He threw his gloves as far as he could. An urchin scooped them up and ran away. Good, let someone benefit from this hellish day.
*
When the sergeant returned, he related a mingle-mangle of stunning dimensions, even by London standards. A racing phaeton, it seemed, had been tearing down the crowded road at a high rate of speed. The driver, a young cawker who was more than a little on the go, started to take the corner where an organ-grinder and his monkey were working. A dog came out of nowhere and ran between the horses’ legs, barking. The spirited horses took exception, but the choice spirit at the reins lost control, so his carriage veered, into the path of an oncoming barrel wagon. The drayman pulled his brake and managed to avoid the curricle, but the barrels started rolling out the back of the wagon. Some split open on hitting the cobblestones, but others rolled merrily along. One hit a vegetable stall on the sidewalk, another exploded a newspaper delivery cart. One barrel headed for the chaise behind, which overturned, dumping out an irate cast from the Italian Opera House. The phaeton and its castaway driver, meanwhile, had continued on out of control, scattering pedestrians and other vehicles until coming to rest, sideways, alongside a poultry cart, with foreseeable results. Beggars and street urchins and nearby residents were all in the road, grabbing up the fallen bounty while shopkeepers and lorry drivers got into fistfights. The local fire brigade was called out to catch the chickens, and the Italian Opera Company decided to conduct an alfresco rehearsal. And the monkey…
“Oh, and the barrels were full of pickled herring. But most of the action was over when I got there,” the batman concluded with regret. “They should have it cleaned up in a shake, leastways enough for us to get through. I ’spect they’ll be fightin’ over who pays for what for the next two years.”
They eventually made their way through the scene of the devastation, holding their noses and turning down offers for fresh-killed chickens and kippers wrapped in newspapers. They had to travel slowly around the debris of wagons and carriages, slowly enough for the major to spot the black dog lying in the gutter. He pulled the curricle to the side, receiving one last vulgar imprecation from the passenger in the barouche, which now had to negotiate around them.

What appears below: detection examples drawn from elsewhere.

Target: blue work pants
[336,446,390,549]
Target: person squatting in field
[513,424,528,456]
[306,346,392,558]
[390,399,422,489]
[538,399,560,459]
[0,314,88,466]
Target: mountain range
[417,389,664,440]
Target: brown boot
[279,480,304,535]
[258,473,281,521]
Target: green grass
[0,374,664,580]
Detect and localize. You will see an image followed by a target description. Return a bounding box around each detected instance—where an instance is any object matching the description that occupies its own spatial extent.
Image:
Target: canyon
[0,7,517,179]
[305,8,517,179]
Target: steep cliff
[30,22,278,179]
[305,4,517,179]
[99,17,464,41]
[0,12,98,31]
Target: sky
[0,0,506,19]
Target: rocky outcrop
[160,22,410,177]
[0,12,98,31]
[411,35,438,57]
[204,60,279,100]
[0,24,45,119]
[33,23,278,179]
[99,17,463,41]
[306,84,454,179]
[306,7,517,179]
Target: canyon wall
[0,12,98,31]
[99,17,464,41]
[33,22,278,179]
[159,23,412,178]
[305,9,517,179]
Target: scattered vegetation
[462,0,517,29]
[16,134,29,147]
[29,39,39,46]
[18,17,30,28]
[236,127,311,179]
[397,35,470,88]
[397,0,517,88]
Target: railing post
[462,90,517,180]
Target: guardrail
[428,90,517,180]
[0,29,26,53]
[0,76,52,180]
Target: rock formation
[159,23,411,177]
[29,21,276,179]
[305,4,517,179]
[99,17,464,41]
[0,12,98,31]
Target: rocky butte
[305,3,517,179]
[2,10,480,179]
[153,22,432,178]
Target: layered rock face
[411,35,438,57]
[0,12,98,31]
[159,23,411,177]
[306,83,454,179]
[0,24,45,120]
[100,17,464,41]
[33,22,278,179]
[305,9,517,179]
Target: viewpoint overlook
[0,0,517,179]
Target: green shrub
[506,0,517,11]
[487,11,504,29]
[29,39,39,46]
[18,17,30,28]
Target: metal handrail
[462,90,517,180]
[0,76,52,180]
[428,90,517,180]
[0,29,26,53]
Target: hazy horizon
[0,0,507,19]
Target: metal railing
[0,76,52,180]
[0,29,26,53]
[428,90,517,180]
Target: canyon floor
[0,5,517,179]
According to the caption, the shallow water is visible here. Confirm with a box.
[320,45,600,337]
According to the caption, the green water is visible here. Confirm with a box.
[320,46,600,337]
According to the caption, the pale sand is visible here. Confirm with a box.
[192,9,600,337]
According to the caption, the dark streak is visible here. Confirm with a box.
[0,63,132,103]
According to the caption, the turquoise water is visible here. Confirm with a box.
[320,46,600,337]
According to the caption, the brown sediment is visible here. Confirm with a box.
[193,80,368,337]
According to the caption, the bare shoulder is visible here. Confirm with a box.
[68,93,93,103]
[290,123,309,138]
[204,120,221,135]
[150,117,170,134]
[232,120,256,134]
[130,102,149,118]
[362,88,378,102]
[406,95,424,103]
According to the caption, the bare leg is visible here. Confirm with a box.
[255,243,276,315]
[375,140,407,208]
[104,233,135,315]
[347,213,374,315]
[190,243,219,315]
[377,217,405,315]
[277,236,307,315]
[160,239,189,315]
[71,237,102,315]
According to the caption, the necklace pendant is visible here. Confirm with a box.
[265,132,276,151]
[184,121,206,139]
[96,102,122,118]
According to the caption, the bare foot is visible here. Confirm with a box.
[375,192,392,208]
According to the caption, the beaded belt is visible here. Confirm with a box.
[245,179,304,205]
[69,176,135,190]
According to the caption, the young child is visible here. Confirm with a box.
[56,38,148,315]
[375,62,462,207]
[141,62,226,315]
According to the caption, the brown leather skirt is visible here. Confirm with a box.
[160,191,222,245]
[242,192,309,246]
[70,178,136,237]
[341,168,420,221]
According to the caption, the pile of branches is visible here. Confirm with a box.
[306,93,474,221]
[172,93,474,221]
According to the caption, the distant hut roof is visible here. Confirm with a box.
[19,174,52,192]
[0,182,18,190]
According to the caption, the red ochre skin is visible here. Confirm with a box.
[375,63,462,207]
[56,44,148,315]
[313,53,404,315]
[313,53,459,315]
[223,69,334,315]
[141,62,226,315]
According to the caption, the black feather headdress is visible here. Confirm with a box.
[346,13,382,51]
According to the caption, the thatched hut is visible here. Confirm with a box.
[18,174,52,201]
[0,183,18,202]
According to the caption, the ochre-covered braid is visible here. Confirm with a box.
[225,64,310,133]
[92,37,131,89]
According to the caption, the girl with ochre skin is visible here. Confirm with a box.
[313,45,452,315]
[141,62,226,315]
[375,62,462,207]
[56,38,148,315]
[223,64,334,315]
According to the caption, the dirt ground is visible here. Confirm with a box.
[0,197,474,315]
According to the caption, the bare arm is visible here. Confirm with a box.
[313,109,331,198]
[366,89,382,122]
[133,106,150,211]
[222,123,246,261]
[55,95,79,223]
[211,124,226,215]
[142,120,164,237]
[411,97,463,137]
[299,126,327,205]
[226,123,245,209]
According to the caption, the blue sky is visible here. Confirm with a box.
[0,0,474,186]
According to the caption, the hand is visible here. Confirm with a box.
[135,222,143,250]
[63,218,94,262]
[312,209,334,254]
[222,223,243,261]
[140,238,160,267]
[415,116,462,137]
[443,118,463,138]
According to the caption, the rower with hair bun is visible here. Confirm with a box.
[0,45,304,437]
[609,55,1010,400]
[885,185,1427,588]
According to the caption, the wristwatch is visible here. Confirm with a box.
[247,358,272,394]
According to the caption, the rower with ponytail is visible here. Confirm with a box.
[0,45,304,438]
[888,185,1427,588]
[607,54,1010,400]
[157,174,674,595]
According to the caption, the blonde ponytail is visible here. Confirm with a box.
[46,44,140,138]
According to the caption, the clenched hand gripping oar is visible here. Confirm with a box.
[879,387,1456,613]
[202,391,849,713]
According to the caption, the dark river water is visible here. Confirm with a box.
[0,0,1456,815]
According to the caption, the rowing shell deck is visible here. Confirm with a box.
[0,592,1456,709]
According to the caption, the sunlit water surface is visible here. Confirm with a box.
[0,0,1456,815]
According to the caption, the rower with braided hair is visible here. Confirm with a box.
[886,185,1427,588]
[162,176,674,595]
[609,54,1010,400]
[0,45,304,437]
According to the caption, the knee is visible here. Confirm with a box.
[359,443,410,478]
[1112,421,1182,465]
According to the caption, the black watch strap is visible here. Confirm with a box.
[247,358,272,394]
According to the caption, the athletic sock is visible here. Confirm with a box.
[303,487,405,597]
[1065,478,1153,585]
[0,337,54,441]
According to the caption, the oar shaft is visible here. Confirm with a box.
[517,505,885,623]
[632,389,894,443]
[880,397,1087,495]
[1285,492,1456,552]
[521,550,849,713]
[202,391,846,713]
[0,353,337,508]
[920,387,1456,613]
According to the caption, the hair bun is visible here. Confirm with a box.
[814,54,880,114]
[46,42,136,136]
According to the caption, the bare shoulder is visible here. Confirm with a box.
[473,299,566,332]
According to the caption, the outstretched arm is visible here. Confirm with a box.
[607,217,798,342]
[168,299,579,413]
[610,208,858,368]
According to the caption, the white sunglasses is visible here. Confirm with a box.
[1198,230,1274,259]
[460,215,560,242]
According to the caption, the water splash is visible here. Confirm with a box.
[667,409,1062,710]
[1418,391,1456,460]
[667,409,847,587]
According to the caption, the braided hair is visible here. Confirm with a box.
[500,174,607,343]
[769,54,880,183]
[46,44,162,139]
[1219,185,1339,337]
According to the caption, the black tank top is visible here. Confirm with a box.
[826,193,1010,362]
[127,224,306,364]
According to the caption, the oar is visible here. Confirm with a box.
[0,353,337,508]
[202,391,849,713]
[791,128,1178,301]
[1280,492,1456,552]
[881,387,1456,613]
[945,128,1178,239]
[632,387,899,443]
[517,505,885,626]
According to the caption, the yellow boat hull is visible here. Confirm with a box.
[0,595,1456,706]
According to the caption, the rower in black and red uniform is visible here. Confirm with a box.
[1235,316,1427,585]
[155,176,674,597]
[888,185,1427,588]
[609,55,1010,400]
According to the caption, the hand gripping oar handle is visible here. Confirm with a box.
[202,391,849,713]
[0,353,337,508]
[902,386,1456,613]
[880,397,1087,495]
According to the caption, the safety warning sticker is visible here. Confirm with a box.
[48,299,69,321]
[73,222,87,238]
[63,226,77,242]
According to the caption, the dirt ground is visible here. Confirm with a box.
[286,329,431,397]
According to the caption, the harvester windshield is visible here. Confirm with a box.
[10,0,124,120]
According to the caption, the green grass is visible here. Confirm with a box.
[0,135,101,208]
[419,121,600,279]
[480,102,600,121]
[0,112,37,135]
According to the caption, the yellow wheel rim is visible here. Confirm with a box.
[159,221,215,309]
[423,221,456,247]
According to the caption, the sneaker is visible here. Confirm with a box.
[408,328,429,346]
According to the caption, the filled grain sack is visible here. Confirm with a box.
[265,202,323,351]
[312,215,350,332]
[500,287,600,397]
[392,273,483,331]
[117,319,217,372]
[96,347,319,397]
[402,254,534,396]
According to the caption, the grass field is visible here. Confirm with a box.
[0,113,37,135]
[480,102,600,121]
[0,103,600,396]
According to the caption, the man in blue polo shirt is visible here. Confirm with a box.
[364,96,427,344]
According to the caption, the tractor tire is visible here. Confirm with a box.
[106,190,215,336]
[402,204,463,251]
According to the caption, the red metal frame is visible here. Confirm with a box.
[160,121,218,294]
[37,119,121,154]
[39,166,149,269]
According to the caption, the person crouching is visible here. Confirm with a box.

“What are you doin’, Major? We’re late as is.”
“Here, take the ribbons. I’m going to see if the dog is alive.”
“I ’spect they would have killed it,” Robb said, indicating the knot of angry men still arguing with the Watch. “If the horses and barrels and wagon wheels didn’t.” He took the reins and shook his head as the officer got painfully down from the curricle and limped to the animal sprawled on its side in the filth. Conover pulled a sticky newspaper away from the dog’s face and felt its chest for a heartbeat, then ran his hands over the animal’s Legs. He lifted its eyelids and looked in its mouth.
“Is it dead then?” Robb called.
“No, just in shock. And it’s a male. He’s got a broken leg, but nothing else I can find. Hand me down the carriage blanket.”
“B’gorm, Major, you can’t mean to take on some broke-up mutt. It’s nothin’ but a stray. There’s a million of ’em in London.”
“Stow it, Robb. Look, he’s got a collar, and he’s got too much meat on his ribs to be a street dog. Someone took good care of the poor chap once. Now it’s our turn.”
“But, Major, sir, you wasn’t thinkin’ of takin’ the poor sod home with us, was you? For all you know, it could be mean, or have rabies. Leastways fleas.”
Conover was already wrapping the dog in the throw, taking care not to jar the broken leg. “I would have died alone out in that field if those peasants hadn’t taken me in. He deserves the same chance. Besides, the children might like him. We always had pets when we were growing up. At least maybe they’ll understand why I didn’t keep our appointment.”
Robb could only shake his head while the major carefully lifted his burden to the carriage seat, then slowly climbed up. “You drive, I’ll hold the dog steady,” Conover said.
The batman made one more plea for sanity. “But what if he up and sticks his spoon in the wall then? How are those little tykes goin’ to feel if somethin’ else dies on ’em?”
The major held the dog firmly, stroking his head. With the same tone of voice the officer used to command his men to hold the ranks, to take that hill, he ordered: “He will not die.”
*
“She’s the prettiest dog I ever saw. Let’s call her Beauty.”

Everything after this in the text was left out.